Le mariage d’une moissonneuse-batteuse et d’un chasse neige, le tout en pleine mer ! Tels sont – à peu près – les mots de l’équipe du navigateur Yvan Bourgnon, pour décrire le mécanisme selon lequel elle compte collecter les tonnes de déchets plastiques que l’on trouve sur et sous la surface des eaux. Nom de code du projet : Manta, solution « Sea Cleaners ». Plus concrètement, il s’agit d’un voilier de type « quadrimaran » (quatre flotteurs, deux mâts de 50 m de hauteur), du nom de Manta. Son principe de fonctionnement est simple : il ratisse les océans, récupère les déchets, les ramène au port et les confie aux industriels pour recyclage.

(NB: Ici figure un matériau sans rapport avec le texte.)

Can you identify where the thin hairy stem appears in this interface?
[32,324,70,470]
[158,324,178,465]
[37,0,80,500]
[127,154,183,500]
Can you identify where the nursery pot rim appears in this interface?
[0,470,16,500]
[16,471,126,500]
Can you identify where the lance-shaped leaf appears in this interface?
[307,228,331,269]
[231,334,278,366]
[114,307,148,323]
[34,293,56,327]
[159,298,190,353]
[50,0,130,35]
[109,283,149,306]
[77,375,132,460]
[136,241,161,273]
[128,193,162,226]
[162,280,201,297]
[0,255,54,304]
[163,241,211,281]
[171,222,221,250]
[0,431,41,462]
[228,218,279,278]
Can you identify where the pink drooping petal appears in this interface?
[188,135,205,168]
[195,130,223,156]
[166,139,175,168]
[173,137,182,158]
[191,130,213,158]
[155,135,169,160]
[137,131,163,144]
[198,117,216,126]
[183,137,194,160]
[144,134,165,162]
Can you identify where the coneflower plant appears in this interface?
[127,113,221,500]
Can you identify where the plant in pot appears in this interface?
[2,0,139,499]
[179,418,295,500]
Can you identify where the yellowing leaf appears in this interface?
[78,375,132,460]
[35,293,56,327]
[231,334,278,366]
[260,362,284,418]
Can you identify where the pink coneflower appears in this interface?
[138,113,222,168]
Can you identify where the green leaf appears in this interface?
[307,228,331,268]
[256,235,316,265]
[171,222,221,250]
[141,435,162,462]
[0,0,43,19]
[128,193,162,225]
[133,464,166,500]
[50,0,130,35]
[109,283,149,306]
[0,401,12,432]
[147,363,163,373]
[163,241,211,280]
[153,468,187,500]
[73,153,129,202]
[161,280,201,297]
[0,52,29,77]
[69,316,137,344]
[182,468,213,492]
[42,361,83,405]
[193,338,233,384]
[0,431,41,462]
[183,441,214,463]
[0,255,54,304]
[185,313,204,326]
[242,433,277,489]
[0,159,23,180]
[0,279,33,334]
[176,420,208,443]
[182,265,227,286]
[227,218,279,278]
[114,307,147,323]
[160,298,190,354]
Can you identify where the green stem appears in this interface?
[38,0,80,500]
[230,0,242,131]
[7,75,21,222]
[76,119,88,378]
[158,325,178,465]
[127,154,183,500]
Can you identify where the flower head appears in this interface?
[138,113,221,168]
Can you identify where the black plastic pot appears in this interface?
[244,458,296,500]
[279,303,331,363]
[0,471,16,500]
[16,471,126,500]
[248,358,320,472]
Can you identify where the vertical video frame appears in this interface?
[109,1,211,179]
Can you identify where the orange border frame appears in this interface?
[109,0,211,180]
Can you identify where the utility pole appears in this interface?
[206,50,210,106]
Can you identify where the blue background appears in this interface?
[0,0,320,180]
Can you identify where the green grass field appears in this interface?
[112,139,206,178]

Taillé pour la chasse. Côté équipement, ça ne plaisante pas ! Le bateau est équipé à l’arrière d’une herse relevable, de 72 m de large qu’il traîne afin de prélever les déchets flottants (jusqu’à 1,5 m de profondeur). Il dispose d’une capacité de stockage de 600 m3. La mission est claire : ramasser, à chaque intervention, 100 tonnes de détritus puis revenir à terre. A bord : 12 personnes à la manœuvre, sans compter la présence de scientifiques et d’éventuels invités. En mode « éboueur », le bateau file à 1,5 nœuds (2,8 km/h), histoire de ne pas capturer de poissons, ce qui serait un comble ! Un dispositif sonore spécial est d’ailleurs prévu pour éloigner la faune. En déplacement, entre deux zones polluées par exemple, il peut atteindre 15 nœuds. Bref, un beau prédateur de 60 mètres de long et 49 de large « pour un budget global de 15 à 20 millions d’euros » estime le navigateur. Quelque 150 000 euros ont été collectés (à fin 2016) via une campagne de crowdfunding sur Kiss Kiss Bank Bank.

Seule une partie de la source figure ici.